Viewpoint by Ioannis Orfanos on behalf of Arbitrage Real Estate. Download the article in pdf here.
The importance of energy benchmarking in buildings and how to get it right
How does your property perform in energy usage compared to peers or best practices? If you don't know the answer, you are certainly not alone. Most building owners and operators lack basic information about how their properties perform and thus they find it difficult to make decisions about controlling energy use and costs. To obtain this information, energy benchmarking is crucial. And it doesn't have to be much more difficult than comparing the fuel mileage of automobiles.
The motivation behind energy benchmarking should also be clear. The list of things that drive an organization to benchmark energy use could be long. According to studies, the main reasons given by facilities professionals for benchmarking energy use are:
a) to identify energy-efficiency and health & wellbeing investment opportunities,
b) to prioritize resource efficient investments, and
c) to see how a certain building facility compares to a portfolio or peer group.
There are many other motivations, too. These include:
• Earning a green rating (like LEED, BREEAM or WELL®) or gain recognition.
• Informing the business case for efficiency and health & wellbeing investments.
• Tracking current projects expected to save energy and costs etc.
• Assessing a building's performance before acquisition or lease.
• Presenting building performance to a potential buyer, lender or tenant.
• Facilitating assessment of property value and marketing rental properties.
Staying ahead of the curve is another motivation for energy benchmarking. As the cost of energy rises and uncertainty over greenhouse-gas regulation continues, corporate occupiers, notably the CFO or the Board of Directors - will start to raise related questions. Benchmarking is one way to be prepared.
In hindsight, customers will become more sensitive to the energy performance of buildings they will demand benchmarking data as part of the lease or sale documentation with the understanding that, if the building fails to perform, there will be some recourse. Therefore, energy benchmarking can and will become a value-add when it is time to re-lease or re-sell. And, increasingly, companies will be publishing their energy and greenhouse-gas data in annual reports for everyone to see. With impending legislation that may force existing buildings to retrofit and become more energy efficient and as a result cut CO2 emissions, benchmarking is going to become even more crucial. Financial institutions will eventually require energy-performance data and view operating costs as part of a building's collateral value.
Admittedly, there are 4 main hurdles that might get in the way.
1. Senior management support.
You can benchmark all you want, but if you don't have the support to make things happen as a result of the data you collect, it is not going to do anyone (or any building) any good. A wide variety of people drive an organization's energy expenses. This includes people in procurement, finance and Facilities operations.
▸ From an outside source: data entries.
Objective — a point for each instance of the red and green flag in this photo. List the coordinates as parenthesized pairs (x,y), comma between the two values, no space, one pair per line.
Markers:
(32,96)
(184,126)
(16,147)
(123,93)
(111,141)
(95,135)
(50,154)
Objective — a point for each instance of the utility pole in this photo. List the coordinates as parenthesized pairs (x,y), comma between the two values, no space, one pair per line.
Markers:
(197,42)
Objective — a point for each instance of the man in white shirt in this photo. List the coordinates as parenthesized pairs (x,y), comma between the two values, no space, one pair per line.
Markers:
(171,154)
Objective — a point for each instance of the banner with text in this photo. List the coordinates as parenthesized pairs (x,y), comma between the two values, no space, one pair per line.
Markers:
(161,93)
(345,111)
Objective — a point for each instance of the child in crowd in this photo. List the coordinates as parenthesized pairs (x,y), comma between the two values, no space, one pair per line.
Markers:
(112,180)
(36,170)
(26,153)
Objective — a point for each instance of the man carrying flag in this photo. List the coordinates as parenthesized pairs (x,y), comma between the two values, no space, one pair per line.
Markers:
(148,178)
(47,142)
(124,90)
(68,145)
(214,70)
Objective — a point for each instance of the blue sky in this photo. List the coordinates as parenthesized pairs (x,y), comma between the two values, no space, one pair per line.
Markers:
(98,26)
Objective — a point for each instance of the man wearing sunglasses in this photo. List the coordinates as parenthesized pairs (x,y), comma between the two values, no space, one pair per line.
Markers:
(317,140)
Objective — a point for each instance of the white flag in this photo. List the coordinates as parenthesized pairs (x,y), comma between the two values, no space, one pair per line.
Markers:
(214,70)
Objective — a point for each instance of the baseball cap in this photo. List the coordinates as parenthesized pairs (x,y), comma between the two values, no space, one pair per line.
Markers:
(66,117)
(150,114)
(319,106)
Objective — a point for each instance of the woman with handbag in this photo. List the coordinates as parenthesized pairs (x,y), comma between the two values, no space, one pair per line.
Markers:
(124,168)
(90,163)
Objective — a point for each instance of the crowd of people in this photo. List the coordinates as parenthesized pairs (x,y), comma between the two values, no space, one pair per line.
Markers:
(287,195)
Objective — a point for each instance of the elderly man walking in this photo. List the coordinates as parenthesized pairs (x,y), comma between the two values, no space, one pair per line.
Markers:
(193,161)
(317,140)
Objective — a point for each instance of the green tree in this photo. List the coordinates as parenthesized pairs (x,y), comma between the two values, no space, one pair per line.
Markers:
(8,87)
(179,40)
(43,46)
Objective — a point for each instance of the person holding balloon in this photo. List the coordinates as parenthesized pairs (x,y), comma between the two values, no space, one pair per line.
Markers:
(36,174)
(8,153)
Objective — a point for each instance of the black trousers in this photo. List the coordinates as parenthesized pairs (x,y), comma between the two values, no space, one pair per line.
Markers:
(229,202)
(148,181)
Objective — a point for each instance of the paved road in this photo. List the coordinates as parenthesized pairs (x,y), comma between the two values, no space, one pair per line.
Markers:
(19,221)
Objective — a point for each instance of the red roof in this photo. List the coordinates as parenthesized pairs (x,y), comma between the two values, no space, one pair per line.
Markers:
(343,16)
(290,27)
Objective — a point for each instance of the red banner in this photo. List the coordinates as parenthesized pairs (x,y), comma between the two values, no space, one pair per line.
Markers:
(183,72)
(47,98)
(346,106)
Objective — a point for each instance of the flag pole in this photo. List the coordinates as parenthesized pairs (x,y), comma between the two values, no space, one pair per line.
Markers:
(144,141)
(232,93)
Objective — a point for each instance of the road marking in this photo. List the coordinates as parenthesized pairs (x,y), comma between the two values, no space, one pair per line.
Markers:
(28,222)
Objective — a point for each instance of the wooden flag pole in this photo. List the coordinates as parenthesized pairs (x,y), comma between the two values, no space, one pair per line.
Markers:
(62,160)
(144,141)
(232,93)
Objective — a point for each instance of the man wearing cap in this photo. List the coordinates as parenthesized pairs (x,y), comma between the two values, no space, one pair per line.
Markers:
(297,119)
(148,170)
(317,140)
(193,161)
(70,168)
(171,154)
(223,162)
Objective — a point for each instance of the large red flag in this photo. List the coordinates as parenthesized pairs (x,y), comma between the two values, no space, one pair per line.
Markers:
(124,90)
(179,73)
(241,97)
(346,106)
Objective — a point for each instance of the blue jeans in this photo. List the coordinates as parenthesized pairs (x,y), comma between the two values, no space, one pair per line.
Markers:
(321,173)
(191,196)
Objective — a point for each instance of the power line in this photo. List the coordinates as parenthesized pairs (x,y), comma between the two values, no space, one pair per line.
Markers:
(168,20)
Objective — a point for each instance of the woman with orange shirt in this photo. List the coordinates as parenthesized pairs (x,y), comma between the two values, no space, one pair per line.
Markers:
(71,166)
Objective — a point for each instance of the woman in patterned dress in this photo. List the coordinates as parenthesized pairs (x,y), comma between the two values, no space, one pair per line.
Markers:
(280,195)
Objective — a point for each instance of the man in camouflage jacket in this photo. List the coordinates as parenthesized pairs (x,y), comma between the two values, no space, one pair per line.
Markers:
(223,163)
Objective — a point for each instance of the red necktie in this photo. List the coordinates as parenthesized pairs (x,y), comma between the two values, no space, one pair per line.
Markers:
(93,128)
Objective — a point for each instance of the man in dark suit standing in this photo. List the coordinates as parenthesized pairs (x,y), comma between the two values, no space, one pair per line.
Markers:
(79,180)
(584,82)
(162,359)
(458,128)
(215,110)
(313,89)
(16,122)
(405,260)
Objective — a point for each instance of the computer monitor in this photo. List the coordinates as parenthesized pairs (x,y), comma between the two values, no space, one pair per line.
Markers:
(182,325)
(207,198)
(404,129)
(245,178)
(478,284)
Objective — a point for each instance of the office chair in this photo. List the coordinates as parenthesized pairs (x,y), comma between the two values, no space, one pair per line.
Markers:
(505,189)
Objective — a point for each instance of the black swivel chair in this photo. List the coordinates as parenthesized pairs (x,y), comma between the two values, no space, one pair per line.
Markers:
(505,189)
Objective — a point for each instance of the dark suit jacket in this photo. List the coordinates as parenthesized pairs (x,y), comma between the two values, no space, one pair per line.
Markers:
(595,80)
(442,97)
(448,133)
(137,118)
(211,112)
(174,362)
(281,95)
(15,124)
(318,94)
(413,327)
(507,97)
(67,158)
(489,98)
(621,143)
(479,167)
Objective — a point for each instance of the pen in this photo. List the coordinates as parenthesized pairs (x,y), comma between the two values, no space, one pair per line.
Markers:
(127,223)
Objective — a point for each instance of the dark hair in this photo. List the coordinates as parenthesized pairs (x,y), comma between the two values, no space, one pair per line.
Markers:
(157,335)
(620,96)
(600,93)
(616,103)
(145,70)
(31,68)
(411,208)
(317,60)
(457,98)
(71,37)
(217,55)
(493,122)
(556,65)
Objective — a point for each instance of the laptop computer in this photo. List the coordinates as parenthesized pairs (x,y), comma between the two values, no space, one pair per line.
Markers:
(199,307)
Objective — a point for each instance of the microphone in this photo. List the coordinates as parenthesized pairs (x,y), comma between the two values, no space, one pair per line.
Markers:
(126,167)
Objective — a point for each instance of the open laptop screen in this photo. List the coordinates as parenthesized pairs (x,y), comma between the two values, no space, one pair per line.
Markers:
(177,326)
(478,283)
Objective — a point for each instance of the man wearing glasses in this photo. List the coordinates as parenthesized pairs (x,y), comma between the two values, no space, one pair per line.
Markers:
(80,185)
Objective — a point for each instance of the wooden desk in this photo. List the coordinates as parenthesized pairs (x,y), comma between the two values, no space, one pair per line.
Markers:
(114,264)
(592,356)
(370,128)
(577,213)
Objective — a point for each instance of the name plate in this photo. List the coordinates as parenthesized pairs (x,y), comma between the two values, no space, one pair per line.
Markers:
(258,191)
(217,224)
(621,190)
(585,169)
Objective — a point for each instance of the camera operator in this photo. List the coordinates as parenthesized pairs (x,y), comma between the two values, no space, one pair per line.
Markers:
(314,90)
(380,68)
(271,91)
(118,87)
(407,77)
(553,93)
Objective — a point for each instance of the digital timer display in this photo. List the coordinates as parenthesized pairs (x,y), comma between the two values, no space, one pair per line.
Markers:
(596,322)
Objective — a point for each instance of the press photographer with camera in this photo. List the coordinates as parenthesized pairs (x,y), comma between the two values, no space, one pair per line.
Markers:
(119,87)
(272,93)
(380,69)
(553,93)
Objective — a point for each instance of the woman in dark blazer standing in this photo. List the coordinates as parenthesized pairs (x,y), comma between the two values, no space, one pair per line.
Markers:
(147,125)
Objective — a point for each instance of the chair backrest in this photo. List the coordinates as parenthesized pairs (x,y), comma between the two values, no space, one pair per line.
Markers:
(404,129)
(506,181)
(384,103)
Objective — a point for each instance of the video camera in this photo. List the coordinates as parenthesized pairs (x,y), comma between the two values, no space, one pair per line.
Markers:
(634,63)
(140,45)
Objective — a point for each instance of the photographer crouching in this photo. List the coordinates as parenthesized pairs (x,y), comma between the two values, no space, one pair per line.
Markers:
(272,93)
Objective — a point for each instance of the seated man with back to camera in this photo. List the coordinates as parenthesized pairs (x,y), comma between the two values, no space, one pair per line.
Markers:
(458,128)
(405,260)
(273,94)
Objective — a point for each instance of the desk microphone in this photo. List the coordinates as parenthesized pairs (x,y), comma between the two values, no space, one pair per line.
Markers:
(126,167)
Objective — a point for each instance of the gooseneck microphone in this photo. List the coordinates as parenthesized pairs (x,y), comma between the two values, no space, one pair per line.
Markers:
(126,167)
Energy benchmarking won't make a difference unless the results are properly translated into business-friendly language that non-technical people can appreciate.
2. Select the right way to benchmark your energy use against.
Comparisons can be broken into two groups: comparing a building to itself from year to year (a "historical benchmark") or comparing to a peer group of buildings (either within the occupied portfolio or externally).
- A historical benchmark is easy to define since the occupier controls the data and knows what was going on in the facility over time that might impact energy use. This type of evaluation does not help understand overall building performance and whether it is above, at, or below average.
- Benchmarking against a portfolio of occupied buildings of a corporate tenant (e.g. retail stores) or a public organization (e.g. schools) can be a means to develop consistency across all of properties. It allows establishing and sharing best practices.
- Benchmarking against a group of similar buildings outside the occupied portfolio is another option, and it might be the most challenging. Public available data is very parochial and it is hard to get global benchmarks. This is something that, hopefully, legislative efforts could build actual performance rather than on modelled assumptions or ‘reference' buildings.
3. Knowing what to do with the collected benchmarking data.
Collecting actionable data is the whole point of benchmarking, but it can be difficult to figure out how to take action as a result of the data you gather. Making decisions about what can be done to bring energy usage down is often where the most irrational decisions are made. On its own, benchmarking does not add value. The value it brings comes from using the information it discloses to justify and validate energy efficiency changes.
4. Numbers can be very misleading.
Is 80 kBTU (energy-use intensity) per square meter per year high or low for a commercial institutional building? Where is the building located? What kind of facility is it? What are the hours of operation? How old is the building? How large is it? There are even more questions to ask. Unfortunately, benchmarking energy use is never clear cut. The occupiers run risks of oversimplifying data, not looking at it closely enough or focusing too closely on the data and making connections that are not there. Therefore, the occupiers should not focus solely on the numbers and whether we are above or below the average.